Cadets pursuing the study of Comparative Politics have the opportunity to analyze the sources of stability or instability in political regimes, and to examine the conditions that promote either democratic or authoritarian rule in a number of diverse settings, ranging from Latin America, Europe, the Middle East, Asia, to Africa, as well as the United States. Not only do students examine political institutions and policies, but they also explore the meanings and sources of change that may spring from the ballot box or the barrel of a rifle.
The West Point Comparative Politics Program provides cadets with the intellectual tools and knowledge of core theories and concepts to better understand why some states fail and others remain stable. Cadets have the opportunity to view critical comparative politics issues in a multi-perspective manner by taking related courses both in and out of the department. After mastering the core concepts, cadets can tailor their program towards a regional (e.g., Africa, Middle East, etc.) or functional (e.g., negotiation, democratization, post-conflict stabilization, etc.) focus. The comparative politics courses and related electives provide cadets with the knowledge and framework to apply the core concepts and theories to relevant case studies and issues.

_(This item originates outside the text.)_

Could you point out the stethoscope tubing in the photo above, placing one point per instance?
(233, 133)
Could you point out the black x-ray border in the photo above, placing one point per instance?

The capstone integrative experience provides an in-depth study of the non-US perspective towards the security environment by examining the security predicaments of developing states. To help understand and anticipate the behaviors of weak states and non-state actors, cadets study the effects of non-traditional security issues, appreciate a non-western view of the world, understand the limitations of these actors’ elements of power, and understand how they might assess risk. Students examine questions such as:
· What is the nature of security in weak or failing states?
· How do such states plan for their security?
· What factors influence their choices?
Cadets address these questions by integrating the literature of comparative politics and other relevant disciplines into their analyses to better understand and anticipate state and non-state behaviors in the changing security environment.
The CP major is designed to develop graduates who are able to critically analyze diverse political systems. Much of this learning occurs outside of the classroom, through extracurricular activities or Academic Individual Advanced Development (AIAD) experiences. Cadets are strongly encourage to pursue opportunities to travel abroad, and the Department of Social Sciences sponsors many international AIADs that offer the chance to work with non-governmental organizations (NGOs) in countries such as Thailand, China, Ghana, Tanzania, Morocco, and Costa Rica.
Cadets who wish to write a thesis will take the capstone course, SS486 International Security Strategy, in the fall of their Firstie year as part of a two-course thesis sequence. They will continue work on their theses in the spring of the first class year by taking SS498 Senior Thesis in the Social Sciences during which they will finish writing and defend their theses.